Thread: Re: [CORE] SPF Record ...
> ------- Original Message ------- > From: "Marc G. Fournier" <scrappy@hub.org> > To: Peter Eisentraut <peter_e@gmx.net>, pgsql-www@postgresql.org > Sent: 18/11/06, 17:38:45 > Subject: Re: [pgsql-www] [CORE] SPF Record ... > > That is not true .. that is only true if we publish -all ... if we publish > ?all, we are saying that anything coming from "a mx" are *definitely* from > @postgresql.org, and that from other sources they *might* be ... So what's the point then? People either ignore the SPF record, or refuse mail from the 'might be's'. /D
On 18 Nov 2006 at 18:12, Dave Page wrote: > > > > ------- Original Message ------- > > From: "Marc G. Fournier" <scrappy@hub.org> > > To: Peter Eisentraut <peter_e@gmx.net>, pgsql-www@postgresql.org > > Sent: 18/11/06, 17:38:45 > > Subject: Re: [pgsql-www] [CORE] SPF Record ... > > > > That is not true .. that is only true if we publish -all ... if we publish > > ?all, we are saying that anything coming from "a mx" are *definitely* from > > @postgresql.org, and that from other sources they *might* be ... > > So what's the point then?

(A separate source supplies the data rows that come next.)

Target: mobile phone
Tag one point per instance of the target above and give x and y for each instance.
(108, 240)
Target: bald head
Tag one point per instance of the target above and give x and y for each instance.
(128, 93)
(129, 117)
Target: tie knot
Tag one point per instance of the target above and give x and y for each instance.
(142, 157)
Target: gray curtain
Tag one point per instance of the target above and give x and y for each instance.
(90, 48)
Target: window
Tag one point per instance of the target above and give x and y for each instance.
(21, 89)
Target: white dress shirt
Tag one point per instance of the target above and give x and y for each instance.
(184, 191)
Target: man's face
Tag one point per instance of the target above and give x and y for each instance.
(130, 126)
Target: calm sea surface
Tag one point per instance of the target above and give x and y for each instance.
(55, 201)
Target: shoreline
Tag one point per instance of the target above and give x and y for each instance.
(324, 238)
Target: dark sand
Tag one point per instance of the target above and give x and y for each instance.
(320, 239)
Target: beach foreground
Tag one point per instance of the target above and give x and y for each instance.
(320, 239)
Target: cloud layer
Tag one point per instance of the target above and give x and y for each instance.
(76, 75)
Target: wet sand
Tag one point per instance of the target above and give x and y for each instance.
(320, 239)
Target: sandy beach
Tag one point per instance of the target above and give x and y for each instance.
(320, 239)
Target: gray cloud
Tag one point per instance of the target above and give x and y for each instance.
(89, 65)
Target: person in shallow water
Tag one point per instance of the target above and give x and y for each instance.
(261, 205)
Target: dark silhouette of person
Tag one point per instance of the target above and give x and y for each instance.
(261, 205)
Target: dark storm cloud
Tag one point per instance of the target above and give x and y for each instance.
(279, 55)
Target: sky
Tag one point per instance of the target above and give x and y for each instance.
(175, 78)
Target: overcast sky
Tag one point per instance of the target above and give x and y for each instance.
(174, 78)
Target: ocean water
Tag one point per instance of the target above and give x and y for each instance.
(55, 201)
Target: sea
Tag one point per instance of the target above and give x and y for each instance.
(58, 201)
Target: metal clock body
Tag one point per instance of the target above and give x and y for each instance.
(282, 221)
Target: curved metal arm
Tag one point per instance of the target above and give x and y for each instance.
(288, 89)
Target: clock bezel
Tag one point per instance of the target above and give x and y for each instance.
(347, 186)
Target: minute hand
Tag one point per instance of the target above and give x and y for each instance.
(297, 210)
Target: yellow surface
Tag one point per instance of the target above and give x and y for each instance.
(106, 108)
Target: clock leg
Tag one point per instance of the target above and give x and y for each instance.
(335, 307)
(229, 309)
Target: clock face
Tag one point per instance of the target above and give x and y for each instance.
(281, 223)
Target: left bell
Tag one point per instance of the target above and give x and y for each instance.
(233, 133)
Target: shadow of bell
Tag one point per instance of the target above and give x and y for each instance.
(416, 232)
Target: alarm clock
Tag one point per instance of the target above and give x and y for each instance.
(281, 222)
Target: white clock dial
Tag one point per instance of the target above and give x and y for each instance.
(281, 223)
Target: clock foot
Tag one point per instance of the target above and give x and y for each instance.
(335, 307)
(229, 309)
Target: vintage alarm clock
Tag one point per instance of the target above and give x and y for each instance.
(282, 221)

People either ignore the SPF record, or > refuse mail from the 'might be's'. These are inaccurate conclusions. SPF information helps to draw a conclusion. Consider it a points system. Get so many points for a might be, none for a definitely. Get enough points, you're spam. SPF is most wisely used in conjunction with other information to reach a conclusion. -- Dan Langille : Software Developer looking for work my resume: http://www.freebsddiary.org/dan_langille.php
Dan Langille wrote: > These are inaccurate conclusions. SPF information helps to draw a > conclusion. Consider it a points system. Get so many points for a > might be, none for a definitely. Get enough points, you're spam. > SPF is most wisely used in conjunction with other information to > reach a conclusion. The whole thing is evil technology, as I have previously pointed out, which is a reason to boycott it. I regularly get my email blocked by other community members because of it. But the application you are describing here is equally stupid. You are saying that even though it is -- per SPF record -- OK to send @postgresql.org via other hosts, you get penalized in your scoring system for doing so. So in spite of *no* indication that some email is spam, you are (partially) rejecting it. What sense does that make? -- Peter Eisentraut http://developer.postgresql.org/~petere/
Dan Langille wrote: > On 18 Nov 2006 at 18:12, Dave Page wrote: > >> >>> ------- Original Message ------- >>> From: "Marc G. Fournier" <scrappy@hub.org> >>> To: Peter Eisentraut <peter_e@gmx.net>, pgsql-www@postgresql.org >>> Sent: 18/11/06, 17:38:45 >>> Subject: Re: [pgsql-www] [CORE] SPF Record ... >>> >>> That is not true .. that is only true if we publish -all ... if we publish >>> ?all, we are saying that anything coming from "a mx" are *definitely* from >>> @postgresql.org, and that from other sources they *might* be ... >> So what's the point then? People either ignore the SPF record, or >> refuse mail from the 'might be's'. > > These are inaccurate conclusions. SPF information helps to draw a > conclusion. Consider it a points system. Get so many points for a > might be, none for a definitely. Get enough points, you're spam. > SPF is most wisely used in conjunction with other information to > reach a conclusion. Yes, so the net result of not running ?all is that you don't block real spam as a result of SPF any more than you block legitimate mail from one of the 'allowed but not listed servers'. Seems to me all that risks is increasing the spam score of legitimate users who have real reasons for using different outgoing servers. Regards, Dave.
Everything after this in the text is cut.